Liebe Victoria, im Energie durch Entwicklung Team hast Du Dich unter anderem auf den Bereich der zukunftsfähigen Unternehmenskultur spezialisiert – wie ist es dazu gekommen?
Am Anfang meines Berufslebens habe ich in einem großen Konzern gearbeitet und die Unternehmenskultur dort als Angst auslösend erlebt. Misstrauen und Druck waren an der Tagesordnung und ich habe schlimme Situationen erlebt, auf die ich hier gar nicht näher eingehen will. Jedenfalls war der Umgang mit Change und der Umgang mit Mitarbeiter*innen absolut unterirdisch und ich habe mir aufgrund dieser prägenden Erlebnisse damals geschworen, für eine bessere Unternehmenskultur einzutreten.

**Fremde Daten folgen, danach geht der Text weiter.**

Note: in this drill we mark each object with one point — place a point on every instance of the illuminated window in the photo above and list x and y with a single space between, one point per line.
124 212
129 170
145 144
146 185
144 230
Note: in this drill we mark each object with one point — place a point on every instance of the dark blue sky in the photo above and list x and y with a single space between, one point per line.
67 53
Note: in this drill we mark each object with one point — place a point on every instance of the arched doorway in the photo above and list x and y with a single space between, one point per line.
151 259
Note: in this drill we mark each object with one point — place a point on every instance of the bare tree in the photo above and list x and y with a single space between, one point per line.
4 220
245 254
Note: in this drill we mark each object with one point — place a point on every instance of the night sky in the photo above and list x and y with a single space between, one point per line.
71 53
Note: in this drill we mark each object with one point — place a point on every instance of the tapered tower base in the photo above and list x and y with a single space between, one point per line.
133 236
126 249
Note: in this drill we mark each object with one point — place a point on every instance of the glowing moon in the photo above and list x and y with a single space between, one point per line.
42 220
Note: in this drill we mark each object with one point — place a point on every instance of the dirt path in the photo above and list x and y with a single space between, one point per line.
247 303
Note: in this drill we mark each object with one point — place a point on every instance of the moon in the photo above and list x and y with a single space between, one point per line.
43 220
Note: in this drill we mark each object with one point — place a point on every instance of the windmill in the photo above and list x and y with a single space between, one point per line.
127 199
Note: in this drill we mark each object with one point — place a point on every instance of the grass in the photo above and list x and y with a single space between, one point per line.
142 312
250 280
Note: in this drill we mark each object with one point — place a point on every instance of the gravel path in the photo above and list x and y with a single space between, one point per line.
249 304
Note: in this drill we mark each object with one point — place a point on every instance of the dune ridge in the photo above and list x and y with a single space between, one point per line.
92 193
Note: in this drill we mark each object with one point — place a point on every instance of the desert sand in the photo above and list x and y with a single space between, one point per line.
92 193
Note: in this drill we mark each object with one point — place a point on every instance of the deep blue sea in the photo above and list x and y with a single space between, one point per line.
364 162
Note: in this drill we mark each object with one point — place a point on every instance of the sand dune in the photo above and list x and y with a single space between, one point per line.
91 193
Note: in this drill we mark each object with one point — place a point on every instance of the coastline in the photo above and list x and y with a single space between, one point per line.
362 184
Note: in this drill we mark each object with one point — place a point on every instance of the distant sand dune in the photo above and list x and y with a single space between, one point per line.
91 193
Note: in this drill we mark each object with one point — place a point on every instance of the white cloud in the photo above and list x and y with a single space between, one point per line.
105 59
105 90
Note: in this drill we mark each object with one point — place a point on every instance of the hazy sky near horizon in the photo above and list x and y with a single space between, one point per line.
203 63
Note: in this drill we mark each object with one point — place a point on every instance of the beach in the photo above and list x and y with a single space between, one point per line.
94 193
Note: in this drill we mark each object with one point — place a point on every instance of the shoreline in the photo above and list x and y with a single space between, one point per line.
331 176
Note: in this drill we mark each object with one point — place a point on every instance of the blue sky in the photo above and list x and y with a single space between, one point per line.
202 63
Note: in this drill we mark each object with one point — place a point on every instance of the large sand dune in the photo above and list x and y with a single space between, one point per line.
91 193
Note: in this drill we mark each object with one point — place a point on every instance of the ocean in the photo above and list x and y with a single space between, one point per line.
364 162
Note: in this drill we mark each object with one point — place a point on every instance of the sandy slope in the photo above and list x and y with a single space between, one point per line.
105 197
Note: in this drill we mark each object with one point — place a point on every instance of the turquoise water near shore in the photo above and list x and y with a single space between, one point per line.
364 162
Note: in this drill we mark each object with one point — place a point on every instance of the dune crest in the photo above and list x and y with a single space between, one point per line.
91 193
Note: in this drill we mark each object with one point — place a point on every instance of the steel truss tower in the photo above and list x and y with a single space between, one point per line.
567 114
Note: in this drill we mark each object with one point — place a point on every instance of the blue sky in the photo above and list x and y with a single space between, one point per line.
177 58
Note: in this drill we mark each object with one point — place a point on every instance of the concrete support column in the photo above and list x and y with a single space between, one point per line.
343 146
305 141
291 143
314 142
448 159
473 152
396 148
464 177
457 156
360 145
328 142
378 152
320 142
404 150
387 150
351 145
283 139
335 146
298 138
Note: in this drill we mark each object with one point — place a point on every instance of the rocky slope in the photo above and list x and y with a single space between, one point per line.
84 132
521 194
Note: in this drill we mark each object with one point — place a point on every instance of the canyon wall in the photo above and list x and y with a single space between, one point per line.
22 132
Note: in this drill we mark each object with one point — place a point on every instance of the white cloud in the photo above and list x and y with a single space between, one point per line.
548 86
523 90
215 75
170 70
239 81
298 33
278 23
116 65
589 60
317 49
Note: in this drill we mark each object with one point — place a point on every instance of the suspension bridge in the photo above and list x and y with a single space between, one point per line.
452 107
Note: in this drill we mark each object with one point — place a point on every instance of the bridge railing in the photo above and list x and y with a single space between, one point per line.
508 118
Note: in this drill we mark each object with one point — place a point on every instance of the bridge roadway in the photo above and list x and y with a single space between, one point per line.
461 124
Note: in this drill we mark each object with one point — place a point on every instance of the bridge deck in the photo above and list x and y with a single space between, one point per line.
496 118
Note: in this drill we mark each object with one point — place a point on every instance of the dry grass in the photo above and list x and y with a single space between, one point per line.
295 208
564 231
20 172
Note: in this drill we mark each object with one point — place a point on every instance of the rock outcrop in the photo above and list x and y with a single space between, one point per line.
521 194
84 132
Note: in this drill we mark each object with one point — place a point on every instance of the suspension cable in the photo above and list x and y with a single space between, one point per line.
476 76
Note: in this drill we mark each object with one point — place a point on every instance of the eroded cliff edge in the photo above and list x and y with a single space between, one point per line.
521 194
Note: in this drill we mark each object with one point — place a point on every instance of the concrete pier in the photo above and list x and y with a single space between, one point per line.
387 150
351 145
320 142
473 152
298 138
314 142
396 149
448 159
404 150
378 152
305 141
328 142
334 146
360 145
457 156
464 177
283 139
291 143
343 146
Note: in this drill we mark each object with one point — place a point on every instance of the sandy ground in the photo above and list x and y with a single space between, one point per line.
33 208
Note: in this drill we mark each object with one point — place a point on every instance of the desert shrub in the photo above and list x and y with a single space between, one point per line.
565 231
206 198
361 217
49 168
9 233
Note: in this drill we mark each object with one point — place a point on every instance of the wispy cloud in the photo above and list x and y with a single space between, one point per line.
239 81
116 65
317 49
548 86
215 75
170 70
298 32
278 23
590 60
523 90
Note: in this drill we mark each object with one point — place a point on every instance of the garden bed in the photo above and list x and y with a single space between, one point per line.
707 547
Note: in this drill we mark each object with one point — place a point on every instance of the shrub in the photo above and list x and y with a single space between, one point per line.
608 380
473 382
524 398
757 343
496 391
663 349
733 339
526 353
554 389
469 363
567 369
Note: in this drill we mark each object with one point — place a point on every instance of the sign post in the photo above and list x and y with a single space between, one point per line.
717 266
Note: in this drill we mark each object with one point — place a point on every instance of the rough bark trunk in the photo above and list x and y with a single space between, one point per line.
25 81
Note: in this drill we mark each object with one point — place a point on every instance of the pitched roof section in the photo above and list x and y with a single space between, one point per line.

Nun bin ich im zwölften Jahr mit Energie durch Entwicklung dabei, meine Mission zu erfüllen, um in mittelständischen Unternehmen und anderen Organisationen die Kultur und Qualität in der Zusammenarbeit erfolgreich weiterzuentwickeln. Vor allem die Bereiche Unternehmenskultur und Führungskultur sind für mich ein echtes Herzensthema geworden.
Ist die moderne Arbeitswelt denn, Deiner Meinung nach, reif für diesen Change?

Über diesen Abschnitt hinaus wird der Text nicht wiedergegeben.